= Darwin's Bastards =

Science fiction story anthology

First edition
Cover art by Peter Cocking

Darwin's Bastards: Astounding Tales from Tomorrow is a 2010 anthology of dystopian science fiction stories. It was edited by Zsuzsi Gartner, and published by Douglas & McIntyre. All of its stories were written by Canadians.

==Contributors==
- Adam Lewis Schroeder
- Annabel Lyon
- Anosh Irani
- Buffy Cram
- David Whitton
- Douglas Coupland
- Elyse Friedman
- Heather O'Neill
- Jay Brown
- Jessica Grant
- Laura Trunkey
- Lee Henderson
- Mark Anthony Jarman
- Matthew J. Trafford
- Neil Smith
- Oliver Kellhammer
- Pasha Malla
- Paul Carlucci
- Sheila Heti
- Stephen Marche
- Timothy Taylor
- William Gibson
- Yann Martel

==Critical reception==
The Los Angeles Times stated that the stories were of varying degrees of originality, but emphasized that "the quality of writing across the collection is wonderfully high". The Globe and Mail called it "excellent", and CBC Radio ranked it as the best Canadian work of science fiction and fantasy for 2010, while the Georgia Straight described the scenarios in the collection as "dismal", "grim", and "genuinely scarifying", while specifying that the collection as a whole is "riotously enjoyable".
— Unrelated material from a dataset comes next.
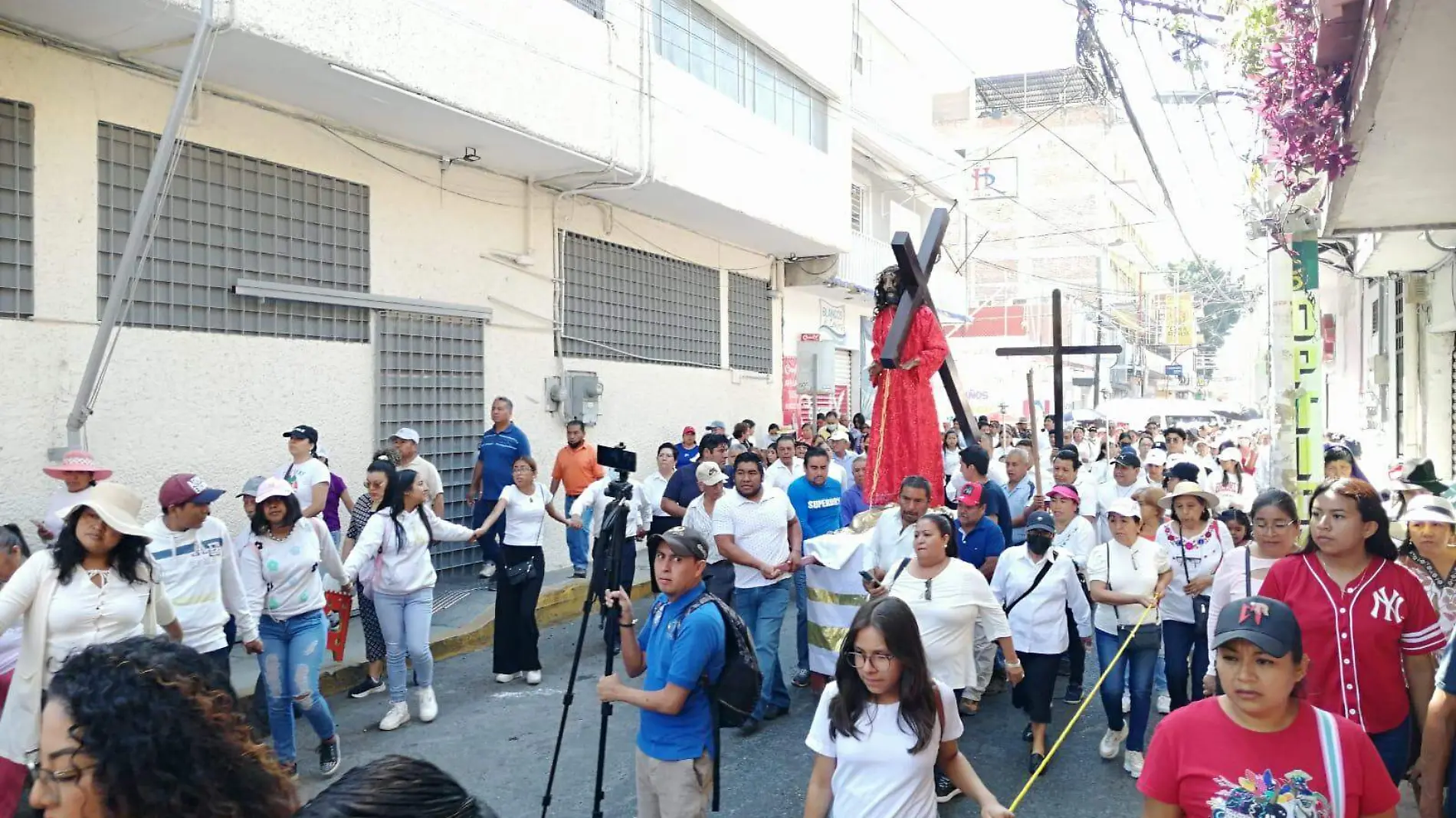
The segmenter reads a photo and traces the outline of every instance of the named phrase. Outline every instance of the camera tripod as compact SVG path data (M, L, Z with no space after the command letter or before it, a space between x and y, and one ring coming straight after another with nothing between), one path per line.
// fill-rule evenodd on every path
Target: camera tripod
M556 783L556 764L561 761L561 742L566 734L566 715L571 712L575 699L577 670L581 667L581 646L587 639L587 626L591 623L591 608L601 607L601 616L609 619L606 627L617 627L616 608L607 605L607 591L616 589L622 582L622 555L628 549L628 504L632 501L632 486L626 474L619 472L620 479L607 486L607 496L612 504L601 520L601 528L593 547L594 565L587 598L581 605L581 627L577 630L577 648L571 658L571 675L566 677L566 694L562 697L561 725L556 728L556 748L550 757L550 773L546 776L546 795L542 796L542 818L550 809L550 790ZM619 636L620 639L620 636ZM601 675L612 675L616 651L606 651L606 667ZM612 718L612 703L601 703L601 728L597 734L597 780L593 798L591 815L601 818L601 802L607 793L601 789L601 777L607 760L607 720Z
Quill and Quire, however, criticized Gartner's editorial decision to mostly exclude science fiction authors with genre experience in favor of primarily literary contributors, stating that many of the collection's "futuristic and dystopian speculations hang suspended like colloids in slack, unformed narratives", and observing that the contributors seem to "have not read very widely in the genre", with the result that many of the scenarios portrayed "feel second-hand at best". Similarly, Geist concluded that "(m)any of the stories (...) try too hard", and that "(t)he quality and originality vary wildly".